Appeal by the defendant from a judgment of the County Court, Nassau County (Belli, J.), rendered May 4, 1989, convicting him of criminal possession of a controlled substance in the third degree and criminal sale of a controlled substance in the third degree, upon a jury verdict, and imposing sentence.
Ordered that the judgment is reversed, on the law, and a new trial is ordered. No questions of fact have been raised or considered.
The charges against the defendant arose out of two sales of cocaine to an undercover police officer, several days apart. The defendant was never charged with the first sale, yet the videotape of that sale was played for the jury on two separate occasions, over the defense counsel’s objection. In addition, the undercover police officer was permitted to testify as to the first uncharged sale, as were three detectives who observed the defendant and the undercover officer from a nearby unmarked truck.

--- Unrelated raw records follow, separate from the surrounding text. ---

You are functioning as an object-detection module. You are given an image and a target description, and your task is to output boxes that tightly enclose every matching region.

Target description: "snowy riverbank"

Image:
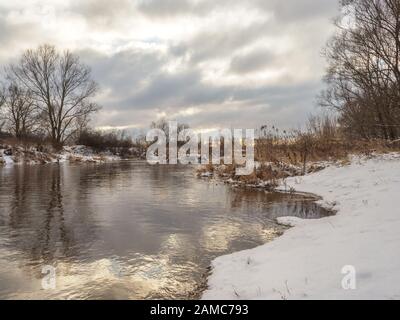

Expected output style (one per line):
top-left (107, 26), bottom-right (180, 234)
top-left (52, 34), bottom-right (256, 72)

top-left (203, 154), bottom-right (400, 299)
top-left (0, 145), bottom-right (120, 166)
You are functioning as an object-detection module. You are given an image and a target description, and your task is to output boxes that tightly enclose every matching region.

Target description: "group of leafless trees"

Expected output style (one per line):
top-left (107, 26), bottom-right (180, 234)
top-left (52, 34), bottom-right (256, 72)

top-left (0, 45), bottom-right (99, 146)
top-left (321, 0), bottom-right (400, 140)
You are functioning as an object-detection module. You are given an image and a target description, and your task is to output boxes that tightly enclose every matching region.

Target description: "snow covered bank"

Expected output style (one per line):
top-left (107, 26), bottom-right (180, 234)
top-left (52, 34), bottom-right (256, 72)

top-left (0, 145), bottom-right (120, 166)
top-left (203, 154), bottom-right (400, 299)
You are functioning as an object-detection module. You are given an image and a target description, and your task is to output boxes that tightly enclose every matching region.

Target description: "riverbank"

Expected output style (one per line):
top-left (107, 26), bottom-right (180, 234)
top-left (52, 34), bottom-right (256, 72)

top-left (0, 145), bottom-right (121, 166)
top-left (203, 153), bottom-right (400, 299)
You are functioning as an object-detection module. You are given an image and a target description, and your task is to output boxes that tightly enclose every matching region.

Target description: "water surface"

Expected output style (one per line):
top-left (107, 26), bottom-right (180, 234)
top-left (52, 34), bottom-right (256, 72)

top-left (0, 161), bottom-right (328, 299)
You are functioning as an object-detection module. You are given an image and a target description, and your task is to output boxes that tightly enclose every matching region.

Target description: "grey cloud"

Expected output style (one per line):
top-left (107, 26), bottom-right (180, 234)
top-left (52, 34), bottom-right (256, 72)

top-left (0, 0), bottom-right (337, 127)
top-left (230, 49), bottom-right (276, 74)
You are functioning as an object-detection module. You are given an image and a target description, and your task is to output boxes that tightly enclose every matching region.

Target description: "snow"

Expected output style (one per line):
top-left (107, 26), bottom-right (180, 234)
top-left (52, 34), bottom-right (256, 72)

top-left (203, 153), bottom-right (400, 300)
top-left (0, 145), bottom-right (120, 166)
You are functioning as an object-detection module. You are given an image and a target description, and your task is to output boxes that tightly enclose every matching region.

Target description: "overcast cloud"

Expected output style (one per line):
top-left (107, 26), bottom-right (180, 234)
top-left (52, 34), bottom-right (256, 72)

top-left (0, 0), bottom-right (338, 128)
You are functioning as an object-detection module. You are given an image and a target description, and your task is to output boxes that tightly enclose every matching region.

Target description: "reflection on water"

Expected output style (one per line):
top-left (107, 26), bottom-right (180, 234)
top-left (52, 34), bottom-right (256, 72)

top-left (0, 162), bottom-right (328, 299)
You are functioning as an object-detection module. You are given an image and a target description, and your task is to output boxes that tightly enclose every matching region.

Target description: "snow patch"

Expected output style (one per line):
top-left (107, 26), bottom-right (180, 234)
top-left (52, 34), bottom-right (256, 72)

top-left (203, 153), bottom-right (400, 299)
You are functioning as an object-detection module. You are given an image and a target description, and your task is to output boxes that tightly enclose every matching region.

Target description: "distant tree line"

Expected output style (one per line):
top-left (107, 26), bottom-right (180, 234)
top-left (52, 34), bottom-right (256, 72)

top-left (321, 0), bottom-right (400, 140)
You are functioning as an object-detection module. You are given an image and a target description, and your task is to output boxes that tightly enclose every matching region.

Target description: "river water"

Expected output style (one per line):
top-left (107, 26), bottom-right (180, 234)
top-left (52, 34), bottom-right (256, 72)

top-left (0, 161), bottom-right (329, 299)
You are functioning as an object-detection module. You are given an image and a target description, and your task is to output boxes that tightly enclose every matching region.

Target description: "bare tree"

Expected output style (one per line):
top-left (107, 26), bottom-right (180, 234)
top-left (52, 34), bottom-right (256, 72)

top-left (321, 0), bottom-right (400, 139)
top-left (4, 83), bottom-right (37, 139)
top-left (7, 45), bottom-right (99, 145)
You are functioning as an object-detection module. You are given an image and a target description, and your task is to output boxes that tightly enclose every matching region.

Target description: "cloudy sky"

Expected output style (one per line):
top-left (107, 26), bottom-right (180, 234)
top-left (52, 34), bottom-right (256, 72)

top-left (0, 0), bottom-right (338, 132)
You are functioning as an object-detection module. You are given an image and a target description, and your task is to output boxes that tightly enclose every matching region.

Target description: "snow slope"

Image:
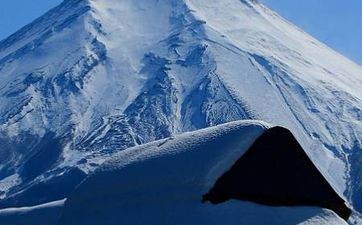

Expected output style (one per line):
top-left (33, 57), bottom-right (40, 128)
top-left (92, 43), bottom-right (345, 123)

top-left (58, 121), bottom-right (346, 225)
top-left (0, 200), bottom-right (64, 225)
top-left (0, 0), bottom-right (362, 216)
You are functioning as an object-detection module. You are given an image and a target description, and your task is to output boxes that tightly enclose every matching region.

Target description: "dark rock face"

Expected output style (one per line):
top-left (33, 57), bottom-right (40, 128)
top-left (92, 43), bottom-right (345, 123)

top-left (203, 127), bottom-right (351, 220)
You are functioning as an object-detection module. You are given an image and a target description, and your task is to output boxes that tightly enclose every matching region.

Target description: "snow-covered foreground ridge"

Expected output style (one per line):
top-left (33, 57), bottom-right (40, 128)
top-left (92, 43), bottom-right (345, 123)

top-left (0, 121), bottom-right (346, 225)
top-left (0, 0), bottom-right (362, 220)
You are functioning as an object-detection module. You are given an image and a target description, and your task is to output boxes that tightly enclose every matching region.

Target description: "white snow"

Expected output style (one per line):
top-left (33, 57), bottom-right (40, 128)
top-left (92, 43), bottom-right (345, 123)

top-left (0, 199), bottom-right (65, 225)
top-left (0, 0), bottom-right (362, 221)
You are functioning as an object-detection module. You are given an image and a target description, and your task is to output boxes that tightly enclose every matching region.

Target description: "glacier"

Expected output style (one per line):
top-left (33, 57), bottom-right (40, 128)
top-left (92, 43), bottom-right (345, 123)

top-left (0, 0), bottom-right (362, 222)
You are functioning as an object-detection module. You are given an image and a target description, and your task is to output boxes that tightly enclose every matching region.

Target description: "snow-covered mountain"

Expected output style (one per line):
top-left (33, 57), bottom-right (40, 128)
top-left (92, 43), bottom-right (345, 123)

top-left (0, 0), bottom-right (362, 221)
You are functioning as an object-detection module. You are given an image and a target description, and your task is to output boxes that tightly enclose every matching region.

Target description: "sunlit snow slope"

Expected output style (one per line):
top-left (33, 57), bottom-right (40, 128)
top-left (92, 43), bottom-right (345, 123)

top-left (0, 0), bottom-right (362, 216)
top-left (57, 121), bottom-right (347, 225)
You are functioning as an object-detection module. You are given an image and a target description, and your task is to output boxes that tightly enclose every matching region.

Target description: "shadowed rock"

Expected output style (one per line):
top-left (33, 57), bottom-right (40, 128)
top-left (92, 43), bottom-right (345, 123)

top-left (203, 127), bottom-right (351, 220)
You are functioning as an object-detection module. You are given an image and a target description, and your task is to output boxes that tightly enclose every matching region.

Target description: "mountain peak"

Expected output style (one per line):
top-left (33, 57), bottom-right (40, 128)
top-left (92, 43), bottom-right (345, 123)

top-left (0, 0), bottom-right (362, 221)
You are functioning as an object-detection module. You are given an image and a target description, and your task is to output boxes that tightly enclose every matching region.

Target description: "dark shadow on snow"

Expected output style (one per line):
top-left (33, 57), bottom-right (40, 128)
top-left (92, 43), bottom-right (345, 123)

top-left (203, 127), bottom-right (351, 220)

Contrary to the People’s contention, evidence of the prior uncharged sale was not so "inextricably interwoven” (People v Crandall, 67 NY2d 111, 116) with the crimes charged in the indictment that the value of the evidence clearly outweighed any possible prejudice to the defendant (see, People v Mack, 143 AD2d 280, 281). It is apparent from the record that the second sale was not the product of ongoing bargaining between the defendant and the undercover officer, nor was it necessary to understand the officer’s subsequent testimony with respect to the second sale (see, People v Bowden, 157 AD2d 789, 790). Furthermore, the evidence of the prior uncharged crime which was offered at bar was merely cumulative and demonstrated only the defendant’s bad character or propensity towards crime (see, People v Lewis, 69 NY2d 321, 325; People v Ventimiglia, 52 NY2d 350, 361). The error cannot be deemed harmless since the evidence of the uncharged crime was so pervasive and there is every possibility that it diverted the attention of the jury from the actual crimes charged (see, People v Harris, 150 AD2d 723, 726).
In view of the foregoing, it is not necessary to consider the defendant’s remaining contentions. Kunzeman, J. P., Kooper, Eiber and O’Brien, JJ., concur.